Today.Az » Politics » French involvement in Azerbaijani-Armenian negotiations bodes no good
08 December 2022 [12:23] - Today.Az
By Sabina Mammadli
Armenia's strong desire to include France in the negotiations process with Azerbaijan is doomed to failure, Azernews reports per an article published by the Ankara-based Center for Crisis and Policy Studies (ANKASAM).
According to the author of the article, Armenian Prime Minister Nikol Pashinyan wants France to participate in the negotiation process with Azerbaijan because France's involvement is not a settlement, but a fuelling of the conflict.
"Furthermore, Pashinyan’s actions discredit the EU's respectable stance in the quest for peace. France, on the other hand, is trying to become the only mediating actor in the region and wants to prove that Moscow’s efforts for a peace agreement are insufficient," the article said.
The article also highlighted that at the same time, Pashinyan is trying to blackmail Russia, saying that it is ineffective and that Armenia might consider leaving the Collective Security Treaty Organization (CSTO), for which he was severely reproached by President of Belarus Alyaksandr Lukashenko.
The article stated that in this way, the Armenian prime minister creates a chaotic situation within the CSTO, thus counteracting pressure for violating the Brussels and Sochi agreements and trying to drag France into the center of mediation processes, despite the fact that it is not neutral. This means a retreat from the quest for peace in Azerbaijani-Armenian relations, the author pointed out.

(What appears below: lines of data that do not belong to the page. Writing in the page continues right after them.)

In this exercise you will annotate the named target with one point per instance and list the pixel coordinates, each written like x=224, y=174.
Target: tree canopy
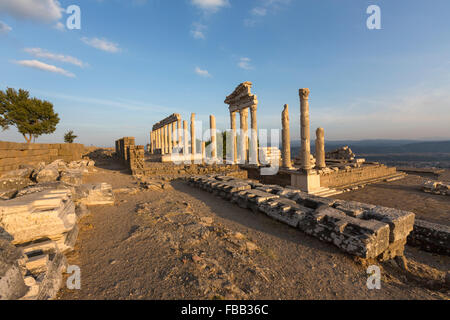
x=31, y=116
x=69, y=137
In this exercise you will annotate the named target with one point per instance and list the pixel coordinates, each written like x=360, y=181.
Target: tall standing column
x=320, y=148
x=243, y=134
x=253, y=153
x=152, y=142
x=286, y=139
x=305, y=155
x=166, y=140
x=193, y=139
x=212, y=124
x=203, y=150
x=179, y=133
x=233, y=136
x=169, y=137
x=185, y=139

“After Azerbaijan has liberated its territories from occupation and announced the terms of the final peace with Armenia, it became obvious that official Baku would not negotiate with any country and under any circumstances on any legal status of the ethnic Armenian population. The current geopolitical situation gives Azerbaijan serious advantages. In the coming years, if not decades, Azerbaijan will continue to develop and remain an influential political actor, no matter how much Paris officials try - it will not change anything," the author noted.